Once again, Pope Francis is telling the world to say less and listen more. Speaking to his church audience, he said Wednesday that effective evangelization does not involve selling religion -- delivering religious messages -- as much as it involves listening and engaging people with their questions and doubts.
Much of what Francis continues to say at first appears to be counterintuitive. How does one preach by listening? You get to his message by pondering more what he thinks it means to "preach," or rather to live, the Gospels. It is all about communication, which involves relating to one another, opening up to one another. Francis wants to reshape the way many of us have viewed religion, an instrument of communication. This is radical stuff. And his message might be more threatening were it not so completely bound up within the Gospels themselves.
If Francis' words seem, at first, paradoxical, it might be because paradox rests at the center of the Christian faith.
Recall the end words of the Prayer of St. Francis, the man after whom Pope Francis chose his name:
"It is in giving that we receive; It is in pardoning that we are pardoned; It is in dying to self that we are born to eternal life."
To a suffering world, a world many of us in more protected communities often fail to see, to a world in need, offering "religious messages" won't be enough, Francis said Wednesday. Engaging people where they are, in their hurt, in their brokenness, by first listening to them, this is the starting point.
This listening message was the theme of Francis' message for the 48th World Communication Day, presented at a press conference in the Vatican Thursday.
Francis spoke of the need to form "a culture of encounter" to break down barriers and pockets of isolation. Such culture demands that we not only be ready to give, but also, perhaps more importantly, be ready to receive. Again the paradox: In being able to receive, we give. In listening, we encounter. Where our church leaders really able to understand and implement Francis' words our church would be quickly reformed.
The Internet, meanwhile, according to Francis, offers immense new possibilities for encounter and solidarity. As much as anything else, it is a sign of modern communication. It is a network of networks. On the Internet there are no hierarchies. The Internet tears apart hierarchies because information cannot be controlled on the Internet. Francis seems to know this intuitively.
While acknowledging that the Internet can isolate and create barricades between people, he said our Church "must respond with fresh energy and imagination to the challenges of the ongoing technological revolution." His embrace of these technologies suggests he knows his efforts to end monarchy within the church will eventually succeed -- with or without him.
And why encounter? Why the need for solidarity?

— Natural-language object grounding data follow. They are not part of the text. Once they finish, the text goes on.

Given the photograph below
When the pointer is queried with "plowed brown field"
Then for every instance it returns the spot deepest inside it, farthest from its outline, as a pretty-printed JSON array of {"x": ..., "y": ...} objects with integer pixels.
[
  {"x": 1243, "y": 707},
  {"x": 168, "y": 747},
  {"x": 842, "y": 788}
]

In answering these questions, Francis came back to the foundational theme in his pontificate. He spoke of the "scandalous gap between the opulence of the wealthy and the utter destitution of the poor."
He used the parable of the Good Samaritan to explain how we must see ourselves as true global neighbors, ready to take responsibility for the needs of others. Returning to one of his favorite themes, the Francis said our streets are teeming with people who are often hurting and looking for a sign of hope and salvation.

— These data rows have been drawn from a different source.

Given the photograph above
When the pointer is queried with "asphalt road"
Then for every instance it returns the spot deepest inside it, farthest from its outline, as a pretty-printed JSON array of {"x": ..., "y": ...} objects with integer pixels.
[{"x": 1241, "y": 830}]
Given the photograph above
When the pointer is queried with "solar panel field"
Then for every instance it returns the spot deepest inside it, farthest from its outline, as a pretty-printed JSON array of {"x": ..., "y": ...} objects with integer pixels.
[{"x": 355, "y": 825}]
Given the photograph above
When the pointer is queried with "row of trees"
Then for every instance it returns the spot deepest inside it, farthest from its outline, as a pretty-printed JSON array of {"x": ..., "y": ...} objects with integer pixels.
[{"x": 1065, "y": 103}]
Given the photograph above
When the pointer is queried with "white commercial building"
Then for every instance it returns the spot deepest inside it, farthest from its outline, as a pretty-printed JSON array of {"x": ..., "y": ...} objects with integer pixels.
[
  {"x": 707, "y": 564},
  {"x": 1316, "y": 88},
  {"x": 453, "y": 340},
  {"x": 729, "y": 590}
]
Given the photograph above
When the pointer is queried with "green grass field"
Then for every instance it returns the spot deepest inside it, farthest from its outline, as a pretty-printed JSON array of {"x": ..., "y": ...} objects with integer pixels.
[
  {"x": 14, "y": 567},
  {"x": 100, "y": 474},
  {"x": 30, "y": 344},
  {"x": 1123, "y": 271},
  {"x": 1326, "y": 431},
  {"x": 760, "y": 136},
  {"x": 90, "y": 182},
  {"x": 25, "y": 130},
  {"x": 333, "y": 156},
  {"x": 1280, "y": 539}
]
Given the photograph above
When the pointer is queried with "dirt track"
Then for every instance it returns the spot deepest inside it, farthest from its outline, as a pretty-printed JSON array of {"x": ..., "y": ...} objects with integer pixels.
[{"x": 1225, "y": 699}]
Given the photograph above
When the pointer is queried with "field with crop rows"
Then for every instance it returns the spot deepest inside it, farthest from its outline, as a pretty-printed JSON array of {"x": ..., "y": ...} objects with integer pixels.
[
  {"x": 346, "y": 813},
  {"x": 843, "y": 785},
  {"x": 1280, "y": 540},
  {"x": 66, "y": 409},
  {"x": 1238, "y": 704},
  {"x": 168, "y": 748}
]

It's not enough to be passersby on the streets and digital highways of our world: rather we must keep open the doors of our churches and our digital environments so that people can enter and the Gospel message can reach to the ends of the earth.
Instead of fearing open communication, Francis is embracing such communication, and in so doing, he is attempting to tear down barriers, recognizing, when properly understood and used, open communication can do much good.
It preaches by opening channels among cultures, between rich and poor, among all members of the human family.